I'm trying to implement the same model in Keras, and in Tensorflow using Keras layers, using custom data. The two models produce consistently different accuracies over many times of training (keras ~71%, tensorflow ~65%). I want tensorflow to do as well as keras so I can go into the tensorflow iterations to tweak some lower level algorithms.
Here's my original Keras code:
from keras.layers import Dense, Dropout, Input
from keras.models import Model, Sequential
from keras import backend as K
input_size = 2000
num_classes = 4
num_industries = 22
num_aux_inputs = 3
main_input = Input(shape=(input_size,),name='text_vectors')
x = Dense(units=64, activation='relu', name = 'dense1')(main_input)
drop1 = Dropout(0.2,name='dropout1')(x)
auxiliary_input = Input(shape=(num_aux_inputs,), name='aux_input')
x = keras.layers.concatenate([drop1,auxiliary_input])

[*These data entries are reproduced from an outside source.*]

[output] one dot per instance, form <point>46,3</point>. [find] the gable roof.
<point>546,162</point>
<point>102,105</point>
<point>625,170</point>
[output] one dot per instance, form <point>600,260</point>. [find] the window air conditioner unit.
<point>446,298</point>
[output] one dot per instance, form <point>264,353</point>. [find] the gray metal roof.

x = Dense(units=64, activation='relu',name='dense2')(x)
drop2 = Dropout(0.1,name='dropout2')(x)
x = Dense(units=32, activation='relu',name='dense3')(drop2)

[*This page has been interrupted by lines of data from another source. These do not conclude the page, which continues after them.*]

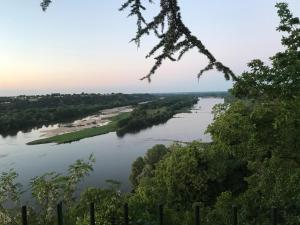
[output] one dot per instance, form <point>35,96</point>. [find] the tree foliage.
<point>252,162</point>
<point>174,37</point>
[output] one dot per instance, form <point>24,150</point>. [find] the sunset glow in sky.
<point>83,45</point>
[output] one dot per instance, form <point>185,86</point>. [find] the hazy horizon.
<point>83,46</point>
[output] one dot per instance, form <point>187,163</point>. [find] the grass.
<point>85,133</point>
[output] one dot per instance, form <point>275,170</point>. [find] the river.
<point>114,155</point>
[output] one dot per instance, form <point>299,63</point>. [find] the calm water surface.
<point>114,155</point>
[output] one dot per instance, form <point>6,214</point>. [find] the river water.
<point>114,155</point>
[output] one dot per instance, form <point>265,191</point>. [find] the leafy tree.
<point>175,38</point>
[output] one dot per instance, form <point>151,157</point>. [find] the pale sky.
<point>83,45</point>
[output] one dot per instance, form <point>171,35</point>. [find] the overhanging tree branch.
<point>175,39</point>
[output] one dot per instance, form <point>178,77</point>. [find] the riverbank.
<point>84,133</point>
<point>121,120</point>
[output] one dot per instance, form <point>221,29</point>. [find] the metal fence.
<point>60,217</point>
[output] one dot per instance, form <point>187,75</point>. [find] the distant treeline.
<point>156,112</point>
<point>27,112</point>
<point>215,94</point>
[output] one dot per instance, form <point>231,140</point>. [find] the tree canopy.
<point>174,37</point>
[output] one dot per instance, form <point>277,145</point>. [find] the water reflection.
<point>114,155</point>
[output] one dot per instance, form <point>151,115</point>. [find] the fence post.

main_output = Dense(units=num_classes,
activation='softmax',name='main_output')(x)
model = Model(inputs=[main_input, auxiliary_input],
outputs=main_output)
model.compile(loss=keras.losses.categorical_crossentropy, metrics= ['accuracy'],optimizer=keras.optimizers.Adadelta())

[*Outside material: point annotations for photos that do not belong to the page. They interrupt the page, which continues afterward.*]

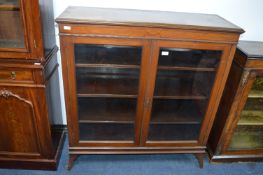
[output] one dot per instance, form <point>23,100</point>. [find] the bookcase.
<point>142,82</point>
<point>237,133</point>
<point>30,137</point>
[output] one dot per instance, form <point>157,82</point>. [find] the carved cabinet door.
<point>18,126</point>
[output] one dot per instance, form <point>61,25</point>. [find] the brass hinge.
<point>35,44</point>
<point>245,77</point>
<point>147,103</point>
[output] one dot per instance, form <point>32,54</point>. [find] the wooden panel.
<point>18,122</point>
<point>16,75</point>
<point>163,19</point>
<point>147,33</point>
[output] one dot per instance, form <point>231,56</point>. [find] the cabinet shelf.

history = model.fit([train_x,train_x_auxiliary], train_y, batch_size=128, epochs=20, verbose=1, validation_data=([val_x,val_x_auxiliary], val_y))
loss, accuracy = model.evaluate([val_x,val_x_auxiliary], val_y, verbose=0)
Here's I moved the keras layers to tensorflow following this article:
import tensorflow as tf
from keras import backend as K
import keras
from keras.layers import Dense, Dropout, Input # Dense layers are "fully connected" layers
from keras.metrics import categorical_accuracy as accuracy
from keras.objectives import categorical_crossentropy
tf.reset_default_graph()
sess = tf.Session()
K.set_session(sess)
input_size = 2000
num_classes = 4
num_industries = 22
num_aux_inputs = 3
x = tf.placeholder(tf.float32, shape=[None, input_size], name='X')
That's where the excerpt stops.